Another important issue raised during the discussion was the appropriate choice of analytic methods in a matched study design. The available options for analyzing data from individually matched datasets include stratified analysis, McNemar analysis, and logistic regression. Logistic regression allows for control of variables other than the matched variables, an important advantage. When it is used with matched data, as it was in this study, authors should note whether unconditional or conditional logistic regression was used, as certain criteria are required for each.
The choice depends on the number of parameters considered in the model relative to the sample size. Unconditional logistic regression can be used in analyses where the number of parameters is small relative to the number of subjects, whereas conditional logistic regression is recommended for analyses in which the number of parameters is large relative to the number of subjects. For example, individual matching increases the number of parameters, requiring that conditional logistic regression be used. If unconditional logistic regression were used for analysis of individually matched data, the odds ratio might be overestimated.
Conversely, in frequency matching, the number of matching variables is small compared to the total sample size, so unconditional logistic regression is suitable, as long as the matching variables are included in the model. Treloar and colleagues used frequency matching and unconditional logistic regression for their data analysis. They included age and state of residence as covariates in their model, so their analytic approach appears to be sound.
Future directions
Despite a reliable analytic approach, any case-control study can be subject to bias. Moreover, when cases and controls are chosen from 2 different populations, as was the case in this study, neither matching nor analytic technique can completely make up for the differences between groups. A prospective cohort study within 1 population might theoretically be the next best step, but in fact, such work would be difficult if not impossible to carry out. Endometriosis is thought to develop over a long period, and surgery is required for diagnosis, meaning participants would have to undergo surgery to rule disease in or out. Yet, performing surgery on asymptomatic patients is not feasible.
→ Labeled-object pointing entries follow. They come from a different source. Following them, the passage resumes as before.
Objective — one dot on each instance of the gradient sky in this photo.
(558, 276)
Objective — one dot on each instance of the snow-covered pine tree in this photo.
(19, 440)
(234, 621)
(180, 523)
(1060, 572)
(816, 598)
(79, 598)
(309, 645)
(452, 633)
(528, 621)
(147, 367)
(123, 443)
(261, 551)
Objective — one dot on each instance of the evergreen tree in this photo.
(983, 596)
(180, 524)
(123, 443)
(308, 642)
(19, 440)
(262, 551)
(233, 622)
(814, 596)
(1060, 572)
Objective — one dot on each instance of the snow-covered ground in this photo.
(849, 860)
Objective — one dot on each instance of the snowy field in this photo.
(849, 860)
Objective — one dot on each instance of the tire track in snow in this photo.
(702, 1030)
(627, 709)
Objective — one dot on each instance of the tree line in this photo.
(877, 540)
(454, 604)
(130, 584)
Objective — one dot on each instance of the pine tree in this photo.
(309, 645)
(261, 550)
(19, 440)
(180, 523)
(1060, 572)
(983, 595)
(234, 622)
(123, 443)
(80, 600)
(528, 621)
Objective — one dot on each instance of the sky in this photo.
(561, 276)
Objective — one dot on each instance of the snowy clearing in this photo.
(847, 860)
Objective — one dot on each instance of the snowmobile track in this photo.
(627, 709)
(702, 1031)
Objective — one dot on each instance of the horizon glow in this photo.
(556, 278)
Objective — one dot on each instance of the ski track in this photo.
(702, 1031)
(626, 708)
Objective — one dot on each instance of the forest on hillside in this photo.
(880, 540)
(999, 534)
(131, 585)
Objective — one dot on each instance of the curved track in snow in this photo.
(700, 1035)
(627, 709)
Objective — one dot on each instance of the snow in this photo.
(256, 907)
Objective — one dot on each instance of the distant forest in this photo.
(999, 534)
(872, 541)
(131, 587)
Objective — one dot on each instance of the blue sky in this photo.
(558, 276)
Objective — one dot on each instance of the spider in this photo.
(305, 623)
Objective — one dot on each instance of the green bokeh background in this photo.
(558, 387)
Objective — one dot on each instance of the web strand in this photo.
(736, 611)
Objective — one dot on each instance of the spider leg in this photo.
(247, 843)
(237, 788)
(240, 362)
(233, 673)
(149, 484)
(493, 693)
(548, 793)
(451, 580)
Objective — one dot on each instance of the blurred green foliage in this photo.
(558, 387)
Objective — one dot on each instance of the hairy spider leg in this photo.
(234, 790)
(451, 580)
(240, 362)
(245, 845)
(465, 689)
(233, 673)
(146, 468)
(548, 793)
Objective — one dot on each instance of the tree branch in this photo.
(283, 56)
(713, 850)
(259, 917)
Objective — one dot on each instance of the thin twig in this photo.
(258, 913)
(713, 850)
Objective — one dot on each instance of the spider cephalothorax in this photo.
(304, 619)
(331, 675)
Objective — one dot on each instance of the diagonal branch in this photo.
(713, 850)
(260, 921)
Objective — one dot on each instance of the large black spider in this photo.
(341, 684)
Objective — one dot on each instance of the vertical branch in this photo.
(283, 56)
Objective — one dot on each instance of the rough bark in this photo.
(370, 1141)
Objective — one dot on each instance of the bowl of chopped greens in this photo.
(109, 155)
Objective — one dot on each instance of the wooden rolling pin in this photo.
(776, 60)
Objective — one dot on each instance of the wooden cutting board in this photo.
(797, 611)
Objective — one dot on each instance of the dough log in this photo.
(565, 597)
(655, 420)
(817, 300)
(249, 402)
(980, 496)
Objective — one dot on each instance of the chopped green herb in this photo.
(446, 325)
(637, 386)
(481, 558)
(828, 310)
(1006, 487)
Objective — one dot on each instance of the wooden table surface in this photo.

An alternative approach to studying the relationship between menstrual cycle characteristics and the diagnosis of endometriosis might be a nested case-control study within 1 existing cohort of women. In such a study, cases are chosen based on the diagnosis of interest; endometriosis, in this case. Controls would then be selected randomly from among women who are in the same cohort but have not been diagnosed with endometriosis at the time the 2 groups are selected; possibly, the controls could develop the disease of interest over time. Choosing both sets from the same cohort would ensure that the controls and cases were representative of the same population. Issues such as sample bias and overmatching could be avoided, and use of simpler analytic techniques might be possible.